Once people know you are setting out to ride across the country, the first thing they ask when they see you is “Did you ride here?” If you know me, you probably would be able to tell right away whether or not I had ridden someplace. I usually wear an appropriate cycling kit. I haven’t always done that. And I haven’t always referred to my riding apparel as a kit. I’ve ridden in jeans,”basketball” shorts, floppy t-shirts, and even swimsuits (when I worked as a lifeguard). In my recent incarnation as a cyclist, however, I do wear appropriate cycling gear, no matter how goofy I may look. I have finally learned that there is good reasoning behind it, whether it be for safety, comfort or performance. But I smile and politely answer “yes” or “no” accordingly. The “no’s” are almost always met with a mocking “Really? Why not?” retort. And we have a good little chuckle.

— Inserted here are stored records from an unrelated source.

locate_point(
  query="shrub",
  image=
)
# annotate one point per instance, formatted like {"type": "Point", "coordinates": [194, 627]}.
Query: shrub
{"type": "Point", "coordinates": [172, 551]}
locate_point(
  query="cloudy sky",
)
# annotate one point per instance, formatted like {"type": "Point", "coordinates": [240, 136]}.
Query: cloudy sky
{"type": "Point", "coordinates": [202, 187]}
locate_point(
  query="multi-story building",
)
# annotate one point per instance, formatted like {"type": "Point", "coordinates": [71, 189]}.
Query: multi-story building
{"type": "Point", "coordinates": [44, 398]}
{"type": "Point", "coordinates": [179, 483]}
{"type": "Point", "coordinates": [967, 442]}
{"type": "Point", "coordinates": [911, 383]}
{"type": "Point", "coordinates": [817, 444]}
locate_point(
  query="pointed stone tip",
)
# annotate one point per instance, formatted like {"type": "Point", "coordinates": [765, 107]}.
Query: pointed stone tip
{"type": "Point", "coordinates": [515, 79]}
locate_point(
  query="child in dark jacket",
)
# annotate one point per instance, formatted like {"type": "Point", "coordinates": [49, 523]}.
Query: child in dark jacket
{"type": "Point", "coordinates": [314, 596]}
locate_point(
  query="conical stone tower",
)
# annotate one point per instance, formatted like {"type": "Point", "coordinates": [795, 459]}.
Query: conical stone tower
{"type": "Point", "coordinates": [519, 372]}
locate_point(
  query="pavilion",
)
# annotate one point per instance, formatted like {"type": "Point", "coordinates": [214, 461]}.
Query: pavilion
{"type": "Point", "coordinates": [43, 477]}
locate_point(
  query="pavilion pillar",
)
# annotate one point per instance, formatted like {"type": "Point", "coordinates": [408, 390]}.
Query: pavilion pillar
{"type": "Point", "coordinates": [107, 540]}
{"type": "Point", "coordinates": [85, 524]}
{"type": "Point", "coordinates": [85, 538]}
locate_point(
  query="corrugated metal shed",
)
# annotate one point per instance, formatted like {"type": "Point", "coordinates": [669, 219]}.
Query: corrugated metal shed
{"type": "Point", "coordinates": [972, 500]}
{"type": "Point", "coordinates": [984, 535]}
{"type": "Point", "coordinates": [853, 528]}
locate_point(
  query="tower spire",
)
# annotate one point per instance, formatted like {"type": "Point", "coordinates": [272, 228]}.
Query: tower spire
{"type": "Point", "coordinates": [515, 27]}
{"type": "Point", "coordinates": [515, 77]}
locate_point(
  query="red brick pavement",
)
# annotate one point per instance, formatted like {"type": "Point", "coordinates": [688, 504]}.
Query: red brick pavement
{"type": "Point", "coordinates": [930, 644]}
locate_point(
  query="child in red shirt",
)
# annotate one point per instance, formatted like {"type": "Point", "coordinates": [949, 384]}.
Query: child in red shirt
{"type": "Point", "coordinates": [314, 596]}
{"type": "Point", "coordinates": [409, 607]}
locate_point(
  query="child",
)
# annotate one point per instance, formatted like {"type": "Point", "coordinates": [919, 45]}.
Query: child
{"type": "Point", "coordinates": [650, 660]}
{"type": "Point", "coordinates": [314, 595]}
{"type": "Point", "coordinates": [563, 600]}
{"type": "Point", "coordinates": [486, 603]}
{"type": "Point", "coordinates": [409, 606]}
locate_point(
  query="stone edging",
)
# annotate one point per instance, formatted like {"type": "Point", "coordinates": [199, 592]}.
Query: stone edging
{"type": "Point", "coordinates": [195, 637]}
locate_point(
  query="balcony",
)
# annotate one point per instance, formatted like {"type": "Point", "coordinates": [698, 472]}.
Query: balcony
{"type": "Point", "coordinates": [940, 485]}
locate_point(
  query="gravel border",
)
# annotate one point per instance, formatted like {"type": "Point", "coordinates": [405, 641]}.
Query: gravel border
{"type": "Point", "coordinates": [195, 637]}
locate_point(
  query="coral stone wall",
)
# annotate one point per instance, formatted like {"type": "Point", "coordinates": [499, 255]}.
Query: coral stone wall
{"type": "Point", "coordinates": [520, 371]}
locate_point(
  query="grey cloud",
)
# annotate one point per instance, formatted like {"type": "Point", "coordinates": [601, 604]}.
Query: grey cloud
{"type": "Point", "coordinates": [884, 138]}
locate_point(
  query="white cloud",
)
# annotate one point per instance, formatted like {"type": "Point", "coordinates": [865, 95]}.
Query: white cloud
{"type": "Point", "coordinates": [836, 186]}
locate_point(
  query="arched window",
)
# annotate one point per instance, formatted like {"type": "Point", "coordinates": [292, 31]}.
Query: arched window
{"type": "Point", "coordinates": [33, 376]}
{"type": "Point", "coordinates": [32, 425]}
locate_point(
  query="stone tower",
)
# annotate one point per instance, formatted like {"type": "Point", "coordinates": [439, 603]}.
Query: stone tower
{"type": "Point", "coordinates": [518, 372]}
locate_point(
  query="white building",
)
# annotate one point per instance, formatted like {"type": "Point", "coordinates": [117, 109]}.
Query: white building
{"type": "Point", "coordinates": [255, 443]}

Years ago, when I first got into long distance cycling, I rode every day. It was compulsive, and I was obsessed. I rode about forty miles every day after work and every Saturday and Sunday; I rode at least a hundred miles. I would have little contests with myself to push faster and farther. I rode the same hundred mile loop over and over again and finishing a few minutes quicker felt like winning an Olympic medal. I rode in all kinds of weather and at all times of the day. It didn’t matter. I was possessed.
At some point, I just stopped riding. I really don’t know why. I like to blame it on different circumstances. I had to work. I wanted to spend time with my family, and they don’t ride. My joints hurt. My hands get numb. It’s too cold. It’s too hot. The roads around me are too dangerous. I’ve gotten too out of shape. I look silly in Lycra. I’ve heard them all and practiced saying them – inside my head. At the end of the day, though, I had no excuse not to ride. The only thing preventing me from doing so was me. I just needed to buck up and get back in the saddle. So I did –
Little by little I started to ride again. This time is different, though. In embarking on this “journey back to me,” I’ve had to come to terms with myself. I tend to be an all or none kind of person. I’m either all in and go at it with all my might, or not at all. I’ve shown signs of being that person again. Why else would I decide to ride across America? I’ve revisited the days of personal challenges too. Last summer, I did two 24-hour challenges. In June, I rode a 5-mile loop every hour for 24 hours. And then just to try and top that, in August I rode a 10-mile loop every hour for 24. Why? Just to see if I could. It is different this time, though. I’ve given myself permission not to ride. It has to be fun, and it can’t supersede all else. If something comes up that I want to do more, it’s OK. No guilt. No panic. No shame. And it feels good! So I don’t ride every day.
Sometimes you just have to trade out the silly white hat with the holes and walk the dog.